The best way to confirm index usage for a given query is using MongoDB's query explain()
feature. See Explain Results in the manual for your version of MongoDB for more information on the output fields and interpretation.
With regular expressions a main concern is efficient use of indexes. An unanchored substring match like /Q10/
will require examining all index keys (assuming a candidate index exists, as in your example). This is an improvement over scanning the full collection data (as would be the case without an index), but not as ideal as being able to check a subset of relevant index keys as is possible with a regex prefix search.
If you are routinely searching for substring matches and there is a common pattern to your strings, you could design a more scalable schema. For example, you could save whatever your Q10
value represents into a separate field (such as part_number
) where you could use a prefix match or an exact match (non-regex).

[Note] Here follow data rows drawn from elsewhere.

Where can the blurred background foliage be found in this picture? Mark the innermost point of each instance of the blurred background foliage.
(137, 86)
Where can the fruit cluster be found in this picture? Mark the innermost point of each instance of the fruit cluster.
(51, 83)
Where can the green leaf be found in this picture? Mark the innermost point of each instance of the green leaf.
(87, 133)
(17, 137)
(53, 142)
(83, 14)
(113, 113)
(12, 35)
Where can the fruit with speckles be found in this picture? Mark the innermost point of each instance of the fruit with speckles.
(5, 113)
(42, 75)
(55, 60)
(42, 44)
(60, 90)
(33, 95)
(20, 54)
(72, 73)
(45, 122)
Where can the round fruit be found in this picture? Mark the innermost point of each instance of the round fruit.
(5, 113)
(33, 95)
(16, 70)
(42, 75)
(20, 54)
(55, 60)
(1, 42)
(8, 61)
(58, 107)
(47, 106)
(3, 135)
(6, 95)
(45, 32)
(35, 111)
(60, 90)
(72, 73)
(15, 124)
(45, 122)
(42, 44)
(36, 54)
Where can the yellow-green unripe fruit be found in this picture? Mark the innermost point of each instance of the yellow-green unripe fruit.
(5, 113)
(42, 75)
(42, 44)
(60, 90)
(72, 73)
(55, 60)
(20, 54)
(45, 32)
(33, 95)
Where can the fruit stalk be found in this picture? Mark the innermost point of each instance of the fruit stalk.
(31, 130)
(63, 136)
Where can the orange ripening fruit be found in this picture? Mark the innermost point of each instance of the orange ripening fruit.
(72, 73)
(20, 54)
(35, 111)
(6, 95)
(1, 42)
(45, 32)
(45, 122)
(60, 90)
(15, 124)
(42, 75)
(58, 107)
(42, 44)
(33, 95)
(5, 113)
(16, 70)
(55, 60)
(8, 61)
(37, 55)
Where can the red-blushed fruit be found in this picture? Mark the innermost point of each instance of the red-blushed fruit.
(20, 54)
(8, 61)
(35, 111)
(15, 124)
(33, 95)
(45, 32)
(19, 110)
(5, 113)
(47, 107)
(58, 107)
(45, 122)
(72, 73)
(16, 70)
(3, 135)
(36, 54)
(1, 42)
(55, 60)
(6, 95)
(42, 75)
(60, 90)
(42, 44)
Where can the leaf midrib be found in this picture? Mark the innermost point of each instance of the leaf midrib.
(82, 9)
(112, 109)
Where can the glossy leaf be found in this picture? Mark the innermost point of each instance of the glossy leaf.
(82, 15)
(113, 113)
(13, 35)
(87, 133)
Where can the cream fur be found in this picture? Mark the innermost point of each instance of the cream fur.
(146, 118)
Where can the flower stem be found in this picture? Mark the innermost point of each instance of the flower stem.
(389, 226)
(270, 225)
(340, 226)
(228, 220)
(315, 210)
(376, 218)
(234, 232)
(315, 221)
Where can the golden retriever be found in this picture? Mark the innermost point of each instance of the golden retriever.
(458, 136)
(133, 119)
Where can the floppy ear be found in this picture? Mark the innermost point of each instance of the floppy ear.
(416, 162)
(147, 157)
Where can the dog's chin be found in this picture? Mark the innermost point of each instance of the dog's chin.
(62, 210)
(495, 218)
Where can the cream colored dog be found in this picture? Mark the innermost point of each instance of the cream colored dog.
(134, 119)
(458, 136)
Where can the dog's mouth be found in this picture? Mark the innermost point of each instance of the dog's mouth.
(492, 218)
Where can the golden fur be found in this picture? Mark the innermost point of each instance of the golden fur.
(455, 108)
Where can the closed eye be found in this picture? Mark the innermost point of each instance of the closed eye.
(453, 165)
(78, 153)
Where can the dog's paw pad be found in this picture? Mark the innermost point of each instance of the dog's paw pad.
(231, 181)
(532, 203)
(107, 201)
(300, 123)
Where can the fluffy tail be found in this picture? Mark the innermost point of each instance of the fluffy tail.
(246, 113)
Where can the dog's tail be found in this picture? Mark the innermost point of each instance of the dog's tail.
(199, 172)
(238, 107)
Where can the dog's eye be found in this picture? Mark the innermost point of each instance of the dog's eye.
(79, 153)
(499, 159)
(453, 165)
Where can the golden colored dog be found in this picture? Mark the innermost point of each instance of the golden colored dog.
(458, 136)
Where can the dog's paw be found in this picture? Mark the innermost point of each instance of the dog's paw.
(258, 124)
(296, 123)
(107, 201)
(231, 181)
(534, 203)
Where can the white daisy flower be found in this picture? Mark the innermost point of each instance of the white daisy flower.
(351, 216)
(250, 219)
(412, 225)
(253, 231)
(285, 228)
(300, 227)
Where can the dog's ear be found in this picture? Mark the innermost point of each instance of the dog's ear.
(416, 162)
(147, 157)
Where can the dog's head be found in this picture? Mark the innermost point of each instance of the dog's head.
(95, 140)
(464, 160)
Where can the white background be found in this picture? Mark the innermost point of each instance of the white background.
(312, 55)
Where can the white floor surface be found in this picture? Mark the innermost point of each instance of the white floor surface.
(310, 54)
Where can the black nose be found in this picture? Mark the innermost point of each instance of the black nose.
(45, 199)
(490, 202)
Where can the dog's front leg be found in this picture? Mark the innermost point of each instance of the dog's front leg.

To illustrate, I set up some test data using MongoDB 3.4.2 and the mongo
shell:
// Needles: strings to search for
db.mod.insert([{number:'Q10'}, {number: 'foo-Q10'}, {number:'Q10-123'}])
// Haystack: some string values to illustrate key comparisons
for (i=0; i<1000; i++) { db.mod.insert({number: "I" + i}) }
Regex search without an index:
db.mod.find({ number: { $regex: /Q10/ }}).explain('executionStats')
The winningPlan
is a COLLSCAN
(collection scan) which requires the server retrieve every document in the collection to perform the comparison. Note that the original regex includes an unnecessary .*
prefix and suffix; this is implicit with a substring match so can be written more concisely as /Q10/
.
Highlights from the executionStats
section of the explain output:
"nReturned": 2,
"totalKeysExamined": 0,
"totalDocsExamined": 1003,
The explain output confirms there are no index keys examined and 1003 documents (all docs in this collection).
Add an index for the following two examples:
db.mod.createIndex({number:1}, {unique: true})
Regex substring search with an index:
db.mod.find({ number: { $regex: /Q10/}}).explain('executionStats')
The winningPlan
is still an IXSCAN
, but now has to examine all 1003 indexed string values to find substring matches:
"nReturned": 3,
"totalKeysExamined": 1003,
"totalDocsExamined": 3,
Regex prefix search with an index:
db.mod.find({ number: { $regex: /^Q10/}}).explain('executionStats')
The winningPlan
is an IXSCAN
(Index scan) which requires 3 key comparisons and 2 document fetches to return the 2 matching documents:
"nReturned": 2,
"totalKeysExamined": 3,
"totalDocsExamined": 2,
A prefix search isn't equivalent to the first two searches, as it will not match the document with value foo-Q10
. However, this does illustrate a more efficient regex search.
Note that totalKeysExamined
is 3. It might be reasonable to expect this to be 2 since there were only 2 matches, however this metric includes any comparisons with out-of-range keys (eg. end of a range of values). For more information see Explain Results: keysExamined
.